06.01.2017
Brücken bauen in der Pflege
Nazife Sari , Interkulturelle BrückenbauerInnen in der Pflege
Schlagwörter:Interkulturalität, Kultursensibilität, Pflege, Ältere
Die Zahl der älteren (pflegebedürftigen) Migrantinnen und Migranten wird in den kommenden Jahren stark steigen und damit der Bedarf an Angeboten für diese Zielgruppe in der Pflege. Das Modellvorhaben Interkulturelle BrückenbauerInnen in der Pflege (IBIP) des Diakonischen Werk Berlin Stadtmitte e.V. leistet einen wesentlichen Beitrag zur interkulturellen Öffnung bzw. diversitätssensiblen Beratung in der Pflege. Die Projektkoordinatorin Nazife Sari stellt das Modellvorhaben im Interview näher vor. Die Fragen stellte Maria Nicolai.
- Das Projekt „Interkulturelle BrückenbauerInnen in der Pflege“ (IBIP) beschreitet neue Wege, um pflegebedürftigen Einwanderinnen und Einwanderern und ihren Angehörigen gleichberechtige Zugänge zu bestehenden Angeboten zu schaffen. Was ist an Ihrem Projekt innovativ?

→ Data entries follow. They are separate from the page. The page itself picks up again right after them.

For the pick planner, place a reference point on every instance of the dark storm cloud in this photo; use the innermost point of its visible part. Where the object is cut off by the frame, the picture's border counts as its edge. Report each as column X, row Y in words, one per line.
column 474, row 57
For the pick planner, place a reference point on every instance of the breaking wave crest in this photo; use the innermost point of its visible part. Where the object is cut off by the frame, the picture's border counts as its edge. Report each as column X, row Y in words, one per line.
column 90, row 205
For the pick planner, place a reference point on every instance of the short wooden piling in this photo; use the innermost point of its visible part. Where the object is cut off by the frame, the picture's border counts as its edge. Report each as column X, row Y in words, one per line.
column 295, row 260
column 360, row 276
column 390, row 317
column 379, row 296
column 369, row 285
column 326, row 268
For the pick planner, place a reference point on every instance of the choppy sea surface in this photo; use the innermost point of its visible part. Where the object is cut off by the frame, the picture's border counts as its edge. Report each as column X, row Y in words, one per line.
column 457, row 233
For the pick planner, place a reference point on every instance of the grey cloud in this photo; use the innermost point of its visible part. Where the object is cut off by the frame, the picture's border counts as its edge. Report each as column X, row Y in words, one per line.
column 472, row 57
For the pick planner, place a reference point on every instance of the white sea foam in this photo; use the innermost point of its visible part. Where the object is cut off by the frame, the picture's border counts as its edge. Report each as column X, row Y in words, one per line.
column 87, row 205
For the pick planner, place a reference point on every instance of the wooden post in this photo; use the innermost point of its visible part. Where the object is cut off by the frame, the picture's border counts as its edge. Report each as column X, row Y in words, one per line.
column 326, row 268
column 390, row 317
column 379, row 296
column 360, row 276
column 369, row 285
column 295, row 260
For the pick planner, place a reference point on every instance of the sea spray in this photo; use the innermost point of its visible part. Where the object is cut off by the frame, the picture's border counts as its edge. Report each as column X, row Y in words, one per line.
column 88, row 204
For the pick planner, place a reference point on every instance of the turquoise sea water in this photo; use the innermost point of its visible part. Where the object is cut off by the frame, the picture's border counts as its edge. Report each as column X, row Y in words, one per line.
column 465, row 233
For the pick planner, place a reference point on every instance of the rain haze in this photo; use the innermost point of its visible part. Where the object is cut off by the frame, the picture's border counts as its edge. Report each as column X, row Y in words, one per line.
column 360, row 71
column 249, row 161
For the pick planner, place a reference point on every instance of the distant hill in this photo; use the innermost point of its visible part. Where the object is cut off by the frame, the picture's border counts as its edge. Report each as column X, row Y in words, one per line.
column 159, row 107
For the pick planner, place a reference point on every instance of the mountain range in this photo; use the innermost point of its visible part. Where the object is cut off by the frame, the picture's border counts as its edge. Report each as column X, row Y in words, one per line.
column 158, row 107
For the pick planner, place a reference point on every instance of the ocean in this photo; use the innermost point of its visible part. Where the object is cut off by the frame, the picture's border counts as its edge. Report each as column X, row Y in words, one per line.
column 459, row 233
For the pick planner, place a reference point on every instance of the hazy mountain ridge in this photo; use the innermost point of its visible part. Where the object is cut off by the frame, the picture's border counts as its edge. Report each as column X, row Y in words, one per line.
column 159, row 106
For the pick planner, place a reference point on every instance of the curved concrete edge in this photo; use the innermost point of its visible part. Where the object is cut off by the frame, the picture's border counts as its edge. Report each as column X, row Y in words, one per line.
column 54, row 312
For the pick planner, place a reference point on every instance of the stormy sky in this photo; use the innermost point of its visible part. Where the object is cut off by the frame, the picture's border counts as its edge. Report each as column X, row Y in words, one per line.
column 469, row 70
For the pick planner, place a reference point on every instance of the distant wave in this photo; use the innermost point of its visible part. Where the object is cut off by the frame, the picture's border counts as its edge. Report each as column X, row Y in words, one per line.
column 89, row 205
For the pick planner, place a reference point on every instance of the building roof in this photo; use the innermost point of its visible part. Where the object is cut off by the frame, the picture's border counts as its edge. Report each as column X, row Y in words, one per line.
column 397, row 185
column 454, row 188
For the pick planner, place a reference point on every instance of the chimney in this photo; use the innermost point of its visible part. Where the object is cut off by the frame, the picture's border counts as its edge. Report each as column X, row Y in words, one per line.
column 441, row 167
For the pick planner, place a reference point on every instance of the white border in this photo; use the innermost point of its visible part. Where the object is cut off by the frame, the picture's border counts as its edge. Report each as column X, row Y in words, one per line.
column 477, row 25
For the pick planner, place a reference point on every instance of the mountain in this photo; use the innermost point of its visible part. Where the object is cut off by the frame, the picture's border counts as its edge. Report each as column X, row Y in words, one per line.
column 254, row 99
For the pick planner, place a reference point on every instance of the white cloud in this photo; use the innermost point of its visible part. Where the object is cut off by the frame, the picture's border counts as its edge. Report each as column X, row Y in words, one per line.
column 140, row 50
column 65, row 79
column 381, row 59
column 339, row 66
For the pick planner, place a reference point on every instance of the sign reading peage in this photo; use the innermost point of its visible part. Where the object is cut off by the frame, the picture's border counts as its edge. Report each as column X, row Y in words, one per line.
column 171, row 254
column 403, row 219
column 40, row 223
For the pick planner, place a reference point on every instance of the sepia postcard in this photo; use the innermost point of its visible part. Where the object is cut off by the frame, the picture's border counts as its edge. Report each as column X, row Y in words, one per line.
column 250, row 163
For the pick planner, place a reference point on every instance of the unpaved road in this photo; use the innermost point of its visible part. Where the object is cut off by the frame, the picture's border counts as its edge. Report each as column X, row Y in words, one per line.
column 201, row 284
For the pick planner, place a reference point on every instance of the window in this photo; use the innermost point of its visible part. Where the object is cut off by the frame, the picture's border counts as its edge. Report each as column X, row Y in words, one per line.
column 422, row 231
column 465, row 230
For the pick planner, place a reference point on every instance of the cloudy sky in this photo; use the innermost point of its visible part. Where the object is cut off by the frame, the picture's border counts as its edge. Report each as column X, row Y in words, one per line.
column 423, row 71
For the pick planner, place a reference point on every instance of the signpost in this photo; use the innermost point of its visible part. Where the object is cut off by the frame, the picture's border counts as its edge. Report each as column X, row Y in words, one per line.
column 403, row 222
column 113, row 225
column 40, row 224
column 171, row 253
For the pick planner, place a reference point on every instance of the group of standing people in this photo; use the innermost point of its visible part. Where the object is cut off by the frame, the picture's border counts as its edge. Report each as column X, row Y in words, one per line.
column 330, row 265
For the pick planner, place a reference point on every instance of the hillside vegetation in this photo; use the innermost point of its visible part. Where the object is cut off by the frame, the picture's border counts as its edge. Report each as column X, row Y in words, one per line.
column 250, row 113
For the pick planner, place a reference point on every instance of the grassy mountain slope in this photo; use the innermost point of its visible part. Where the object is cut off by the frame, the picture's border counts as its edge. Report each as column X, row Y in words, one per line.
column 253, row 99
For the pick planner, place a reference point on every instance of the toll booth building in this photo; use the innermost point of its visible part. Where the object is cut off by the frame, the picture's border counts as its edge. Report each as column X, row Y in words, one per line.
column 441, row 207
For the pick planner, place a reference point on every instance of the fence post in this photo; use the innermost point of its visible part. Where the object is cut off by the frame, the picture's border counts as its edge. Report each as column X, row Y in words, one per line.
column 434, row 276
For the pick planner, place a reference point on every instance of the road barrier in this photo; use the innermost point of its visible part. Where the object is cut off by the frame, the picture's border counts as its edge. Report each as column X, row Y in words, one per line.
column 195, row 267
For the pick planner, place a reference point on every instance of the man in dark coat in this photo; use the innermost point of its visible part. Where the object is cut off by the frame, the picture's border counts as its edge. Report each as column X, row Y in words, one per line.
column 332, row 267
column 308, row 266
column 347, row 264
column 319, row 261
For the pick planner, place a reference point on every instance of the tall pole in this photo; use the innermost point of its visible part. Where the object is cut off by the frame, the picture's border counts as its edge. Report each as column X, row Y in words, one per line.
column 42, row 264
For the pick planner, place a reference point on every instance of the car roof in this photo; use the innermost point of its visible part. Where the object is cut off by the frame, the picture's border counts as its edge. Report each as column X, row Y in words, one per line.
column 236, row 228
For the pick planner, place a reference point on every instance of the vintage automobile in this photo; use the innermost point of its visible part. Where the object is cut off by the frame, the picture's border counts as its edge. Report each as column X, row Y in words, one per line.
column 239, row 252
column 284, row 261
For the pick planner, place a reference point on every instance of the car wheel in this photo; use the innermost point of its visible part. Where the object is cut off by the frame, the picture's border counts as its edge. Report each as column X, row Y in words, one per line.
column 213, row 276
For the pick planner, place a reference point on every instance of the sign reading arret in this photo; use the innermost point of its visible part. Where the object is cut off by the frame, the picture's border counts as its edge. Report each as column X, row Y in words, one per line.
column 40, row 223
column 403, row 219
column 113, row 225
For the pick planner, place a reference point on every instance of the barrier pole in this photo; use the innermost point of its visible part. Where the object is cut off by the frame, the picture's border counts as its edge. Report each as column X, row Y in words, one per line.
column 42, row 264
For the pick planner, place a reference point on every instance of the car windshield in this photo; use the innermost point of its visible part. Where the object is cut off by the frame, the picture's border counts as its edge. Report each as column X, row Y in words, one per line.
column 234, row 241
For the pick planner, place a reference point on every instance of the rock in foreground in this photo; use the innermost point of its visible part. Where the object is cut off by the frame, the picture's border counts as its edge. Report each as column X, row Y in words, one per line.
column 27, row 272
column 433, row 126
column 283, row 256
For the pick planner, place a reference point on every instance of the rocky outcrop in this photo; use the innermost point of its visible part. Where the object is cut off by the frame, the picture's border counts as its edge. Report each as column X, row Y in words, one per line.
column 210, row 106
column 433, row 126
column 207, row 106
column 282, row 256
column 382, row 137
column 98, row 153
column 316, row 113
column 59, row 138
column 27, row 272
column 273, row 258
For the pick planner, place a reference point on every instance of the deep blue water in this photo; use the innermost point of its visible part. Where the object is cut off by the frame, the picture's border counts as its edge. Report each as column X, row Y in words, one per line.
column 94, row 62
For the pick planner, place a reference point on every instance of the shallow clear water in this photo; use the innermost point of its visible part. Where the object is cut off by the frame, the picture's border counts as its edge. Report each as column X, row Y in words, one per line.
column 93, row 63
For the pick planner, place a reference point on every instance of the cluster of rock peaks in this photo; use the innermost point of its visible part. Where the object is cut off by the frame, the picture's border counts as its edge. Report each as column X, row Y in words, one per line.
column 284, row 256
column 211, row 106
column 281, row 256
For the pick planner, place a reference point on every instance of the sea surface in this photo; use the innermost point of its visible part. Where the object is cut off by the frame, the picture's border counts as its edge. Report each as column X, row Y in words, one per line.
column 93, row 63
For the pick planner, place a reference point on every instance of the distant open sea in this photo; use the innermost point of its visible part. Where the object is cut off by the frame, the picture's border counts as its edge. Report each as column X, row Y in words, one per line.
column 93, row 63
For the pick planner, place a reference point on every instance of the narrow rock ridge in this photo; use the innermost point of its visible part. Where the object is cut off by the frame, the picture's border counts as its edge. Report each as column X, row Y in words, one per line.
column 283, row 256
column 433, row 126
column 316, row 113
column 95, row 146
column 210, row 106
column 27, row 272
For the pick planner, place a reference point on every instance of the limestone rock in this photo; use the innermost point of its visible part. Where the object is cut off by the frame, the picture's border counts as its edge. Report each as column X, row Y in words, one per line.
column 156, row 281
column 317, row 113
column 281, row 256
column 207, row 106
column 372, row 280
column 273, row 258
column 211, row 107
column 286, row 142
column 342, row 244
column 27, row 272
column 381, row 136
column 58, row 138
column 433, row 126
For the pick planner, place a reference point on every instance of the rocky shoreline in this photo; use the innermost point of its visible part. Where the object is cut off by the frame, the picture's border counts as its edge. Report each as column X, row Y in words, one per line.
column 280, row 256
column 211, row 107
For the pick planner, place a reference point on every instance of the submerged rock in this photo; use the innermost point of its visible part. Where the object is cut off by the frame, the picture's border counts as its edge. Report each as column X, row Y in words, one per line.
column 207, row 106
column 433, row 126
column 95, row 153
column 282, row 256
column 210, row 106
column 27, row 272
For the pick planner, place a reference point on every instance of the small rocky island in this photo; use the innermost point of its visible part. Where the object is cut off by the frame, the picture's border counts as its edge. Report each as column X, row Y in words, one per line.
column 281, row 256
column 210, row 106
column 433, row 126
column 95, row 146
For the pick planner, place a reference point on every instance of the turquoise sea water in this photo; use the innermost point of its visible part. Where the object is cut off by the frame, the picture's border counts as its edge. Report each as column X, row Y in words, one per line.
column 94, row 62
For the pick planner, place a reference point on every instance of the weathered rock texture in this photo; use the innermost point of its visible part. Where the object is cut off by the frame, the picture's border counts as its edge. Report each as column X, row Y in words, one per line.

Das Projekt IBIP entstand in Anlehnung an das Konzept der Stadtteilmütter für Familien. Als Modellprojekt wird das IBIP durch den GKV-Spitzenverband gefördert. In den drei Berliner Modellbezirken (Friedrichshain-Kreuzberg, Neukölln, Mitte) wird eine Pflegeberatung in sieben verschiedenen Sprachen (Arabisch, Französisch, Polnisch, Rumänisch, Russisch, Serbokroatisch, Türkisch) angeboten. Pflegebedürftige Migrantinnen und Migranten, Familien mit einem pflegebedürftigen Kind und Angehörige werden mittlerweile in vier Berliner Pflegestützpunkten und drei Sozialstationen niedrigschwellig erreicht und kultursensibel über ihre Ansprüche sowie vorhandene Hilfsangebote informiert. Eine Besonderheit ist, dass auch der Medizinische Dienst der Krankenversicherung Berlin-Brandenburg (MDK) für eine Zusammenarbeit gewonnen werden konnte. Dies eröffnete die Möglichkeit, die Begutachtungen des MDKs begleiten zu dürfen.
Die zehn BrückenbauerInnen Frauen und Männer unterschiedlicher Herkunftssprachen wurden zu Themen der Pflege ausführlich geschult und sind vermittelnd - „Brücken bauend“ - zwischen den Pflegefachkräften und den pflegebedürftigen Migrantinnen und Migranten tätig. Die enge Zusammenarbeit sowie die gemeinsamen Qualifizierungen von BrückenbauerInnen und Fachkräften der Pflege sensibilisiert die Fachberaterinnen und -berater für die spezifischen Bedürfnisse der Zielgruppe und stärkt ihre interkulturellen Kompetenzen.
- Gibt es besondere Faktoren, die Sie für die Erreichung pflegebedürftiger Migrantinnen und Migranten bedenken müssen?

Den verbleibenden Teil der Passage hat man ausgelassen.